New revelations, detailed at length in a CNBC piece Friday, show just how intimately TikTok is tied with ByteDance, despite the companies’ claims that there is a division between their operations. Interviews with five former TikTok employees demonstrate how the two companies were essentially one and the same, even to the point where many TikTok employees have email addresses for both companies. “They’re concerned about the popular social media app’s Chinese parent company, which they say has access to American user data and is actively involved in the Los Angeles company’s decision-making and product development.”

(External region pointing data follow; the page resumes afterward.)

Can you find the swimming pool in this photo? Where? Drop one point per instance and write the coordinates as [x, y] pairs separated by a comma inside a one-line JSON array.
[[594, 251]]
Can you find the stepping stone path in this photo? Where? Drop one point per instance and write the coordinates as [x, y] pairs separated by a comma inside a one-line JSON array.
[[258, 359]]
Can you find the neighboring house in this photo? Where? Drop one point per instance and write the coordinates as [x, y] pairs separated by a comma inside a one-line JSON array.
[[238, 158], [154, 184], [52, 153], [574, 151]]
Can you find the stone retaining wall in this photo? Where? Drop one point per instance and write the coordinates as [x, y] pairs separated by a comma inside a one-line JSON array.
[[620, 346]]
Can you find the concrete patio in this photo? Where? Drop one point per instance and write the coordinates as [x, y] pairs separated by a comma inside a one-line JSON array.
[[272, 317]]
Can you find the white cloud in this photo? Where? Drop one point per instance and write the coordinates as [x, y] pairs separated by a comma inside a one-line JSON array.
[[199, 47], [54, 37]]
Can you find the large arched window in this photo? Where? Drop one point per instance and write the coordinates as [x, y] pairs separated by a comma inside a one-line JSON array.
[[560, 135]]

One of these concerns they expressed is that ByteDance employees in China are easily able to access specific U.S. users’ data:
This was highlighted in a situation where an American employee working on TikTok needed to get a list of global users, including Americans, who searched for or interacted with a specific type of content — that means users who searched for a specific term or hashtag or liked a particular category of videos. This employee had to reach out to a data team in China in order to access that information. The data the employee received included users’ specific IDs, and they could pull up whatever information TikTok had about those users. This type of situation was confirmed as a common occurrence by a second employee.
The worries also extended to TikTok’s very place in the larger ByteDance enterprise. The CNBC team reports, “Direction and approvals for all kinds of decision-making, whether it be minor contracts or key strategies, come from ByteDance’s leadership, which is based in China.” Unsurprisingly, the exposé also reveals that nearly all of TikTok’s product development comes from ByteDance.
When Trump issued orders to force the sale of, or otherwise ban, TikTok last year, there was some criticism mixed with bipartisan agreement that the widespread use of the app is concerning. Although the political debate faded away, the threat remains — making it all the more important that there’s broader understanding of the degree to which TikTok can likely be required to share specific information about American citizens with a foreign power that could conceivably use it to the detriment of U.S. national security.
And recognizing this also requires recognition of dubious claims peddled by the company’s advocates in the U.S. When TikTok was fighting Trump’s efforts last fall, Roland Cloutier, TikTok’s global chief security officer, claimed that the app’s algorithm is “entirely separate” from that of Douyin’s — ByteDance’s TikTok-like app for use in China. In a court filing, Cloutier claimed that algorithms for TikTok and Douyin were held “entirely separately,” that U.S. claims stating TikTok stored U.S. user data with Chinese companies (and would therefore be required to validate Chinese officials’ requests for it) were false, and that TikTok would not comply with Chinese requests for user data.
These claims might have reeked of dishonesty back then, but with this new report, the Biden White House has no choice but to take the previous administration’s lead on the issue.